Question : la capitale Nouakchott vit depuis quelque temps une crise aigue sur le plan de l'alimentation en énergie électrique, ce qui a beaucoup affecté la vie des populations. Vous qui connaissez mieux la société d'électricité Somelec pour en avoir été le Directeur général, quelle est votre analyse de la situation ? Est-ce qu'une telle crise avec cette ampleur était prévisible ?
Réponse : cette crise est importante et elle était prévisible. Faisons d'abord le rapport entre l'offre et la demande dans le domaine de l'énergie électrique à Nouakchott. La demande, par rapport à la crise doit se situer entre 60 et 70 Mégawatts. On peut remarquer un accroissement considérable de la demande et pour votre information, sachez que la Centrale d'Arafat ne produit que 25 Mégawatts des besoins de la ville de Nouakchott. Quand à la Centrale du Ksar, sa production électrique maximale est de 12 Mégawatts. Toute cette énergie provient à peu près de Manantali sur les bords du Fleuve Sénégal. Le total ne dépasse gère 40 ou 50 Mégawatts. Ainsi, nous avons un déficit structurel en énergie que nous ne pouvons compenser, d'où la crise qui s'est installé et peut-être durablement.
Nous pouvons combler le déficit, à condition que nous obtenions une production électrique supplémentaire dont nous ne disposons pas aujourd'hui. Nous avions eu recours à cette réflexion dans le passé, notamment entre 2006 et 2007 jusqu'en 2009. Chaque fois, nous disions que d'ici une année ou deux, nous trouverons une solution pour obtenir cette énergie supplémentaire à faible coût. Mais l'énergie n'est jamais gratuite !
Question : quelles sont les difficultés qui se posent à la Somelec selon votre analyse et partant de votre propre expérience à la tête de cette société ?
Réponse : la réponse à cette question requiert une analyse profonde de la situation de la société. Laisse-moi d'abord commencer par les points les plus importants à ce propos.
Premièrement, la Somelec dispose d'équipements obsolètes, dont certains dans la Centrale principale d'Arafat, le reste ne servant que d'accessoires. Les équipements disponibles à Arafat sont les plus essentiels comme je l'ai dit et ils fonctionnent au fuel oil, le moins coûteux hydrocarbure disponible sur le marché.
Je reviens donc pour réaffirmer que la Centrale électrique d'Arafat a déjà dépassé sa durée de vie (la durée de son amortissement).
Sa période de fonctionnement est donc finie à l'échelle de l'efficience technique et ses équipements n'ont pas été renouvelés à temps opportuns pour prolonger sa durée de vie. Il s'agit ainsi d'une Centrale finie, finie, finie.

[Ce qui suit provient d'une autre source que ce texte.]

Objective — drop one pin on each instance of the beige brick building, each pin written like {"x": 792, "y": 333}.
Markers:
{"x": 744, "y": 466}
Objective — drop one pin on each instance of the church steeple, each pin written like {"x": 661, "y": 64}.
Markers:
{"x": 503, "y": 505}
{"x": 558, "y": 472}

En ce qui concerne le fuel lourd utilisé dans la Centrale d'Arafat, les unités de production forment une structure incontrôlable. On peut les entretenir et leur trouver des pièces de rechange toutes neuves, mais le résultat n'est pas garanti, car l'essentiel pour une Centrale électrique est qu'on puisse la maîtriser. Certains disent que si tu fais ceci ou cela, tu obtiendras tel résultat garanti, mais cela n'est plus possible aujourd'hui.
On peut réparer cette centrale et l'entretenir, elle va marcher pendant un mois ou deux, jusqu'à une année sans grand problème, mais il arrivera un jour où tout va s'écrouler complètement, car il n'y a pas de maîtrise dans ce genre de centrale électrique.

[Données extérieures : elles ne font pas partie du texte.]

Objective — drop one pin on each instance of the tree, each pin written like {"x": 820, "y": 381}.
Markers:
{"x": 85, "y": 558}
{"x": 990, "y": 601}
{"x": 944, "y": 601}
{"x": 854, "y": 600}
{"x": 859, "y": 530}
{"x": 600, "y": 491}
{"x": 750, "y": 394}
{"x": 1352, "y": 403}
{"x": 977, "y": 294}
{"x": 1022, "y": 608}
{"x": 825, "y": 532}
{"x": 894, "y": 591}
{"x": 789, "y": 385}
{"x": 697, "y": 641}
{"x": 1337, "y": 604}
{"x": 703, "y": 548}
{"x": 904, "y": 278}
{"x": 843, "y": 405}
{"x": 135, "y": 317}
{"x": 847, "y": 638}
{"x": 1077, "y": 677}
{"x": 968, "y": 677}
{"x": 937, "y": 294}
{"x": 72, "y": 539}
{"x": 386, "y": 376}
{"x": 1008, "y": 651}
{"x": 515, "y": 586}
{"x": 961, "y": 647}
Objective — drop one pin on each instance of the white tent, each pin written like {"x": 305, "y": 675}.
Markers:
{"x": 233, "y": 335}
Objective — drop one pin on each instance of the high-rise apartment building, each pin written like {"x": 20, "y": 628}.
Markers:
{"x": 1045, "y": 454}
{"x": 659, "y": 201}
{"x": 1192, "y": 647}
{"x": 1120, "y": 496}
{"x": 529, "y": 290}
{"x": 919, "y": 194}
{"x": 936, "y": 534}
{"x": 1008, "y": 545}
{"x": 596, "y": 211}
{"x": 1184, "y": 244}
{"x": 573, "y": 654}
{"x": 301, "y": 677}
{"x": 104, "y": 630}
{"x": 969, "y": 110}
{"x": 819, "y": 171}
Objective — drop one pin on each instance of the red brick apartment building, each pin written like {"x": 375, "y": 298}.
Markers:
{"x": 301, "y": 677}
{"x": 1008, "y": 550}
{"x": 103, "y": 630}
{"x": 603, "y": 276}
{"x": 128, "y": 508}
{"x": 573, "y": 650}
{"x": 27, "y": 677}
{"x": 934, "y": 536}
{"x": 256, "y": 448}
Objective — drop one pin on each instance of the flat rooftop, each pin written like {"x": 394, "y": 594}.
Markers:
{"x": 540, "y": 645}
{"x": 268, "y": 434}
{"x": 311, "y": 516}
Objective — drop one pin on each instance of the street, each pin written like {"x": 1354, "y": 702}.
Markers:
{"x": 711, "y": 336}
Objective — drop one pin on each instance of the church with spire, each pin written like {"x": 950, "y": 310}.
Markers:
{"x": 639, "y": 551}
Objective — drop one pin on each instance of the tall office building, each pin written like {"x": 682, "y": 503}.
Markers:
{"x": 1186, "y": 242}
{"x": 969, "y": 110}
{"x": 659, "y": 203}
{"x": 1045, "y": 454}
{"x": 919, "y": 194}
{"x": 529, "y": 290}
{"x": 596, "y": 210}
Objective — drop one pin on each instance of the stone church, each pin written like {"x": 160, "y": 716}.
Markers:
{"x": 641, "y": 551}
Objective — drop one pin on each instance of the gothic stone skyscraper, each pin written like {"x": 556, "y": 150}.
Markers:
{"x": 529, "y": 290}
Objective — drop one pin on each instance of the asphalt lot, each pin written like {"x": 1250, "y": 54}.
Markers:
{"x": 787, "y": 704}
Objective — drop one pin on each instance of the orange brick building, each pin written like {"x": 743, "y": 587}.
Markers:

Ceci est le premier élément de la crise actuelle. Le deuxième élément est l'élément financier. Quand j'ai quitté personnellement la Somelec en 2008, il fallait trouver 20 Milliards d'UM pour procéder à la restructuration profonde requise de la société. Il fallait que l'Etat y injecte une bonne dose d'ouguiyas, car le Capital de la société a été entamé et n'existait plus. La société croule sous le poids des dettes qu'elle ne pourra jamais honorer, et ses recettes ne peuvent aucunement couvrir ces dettes. Il s'agit bien entendu de dettes nationales contracté auprès de divers clients locaux.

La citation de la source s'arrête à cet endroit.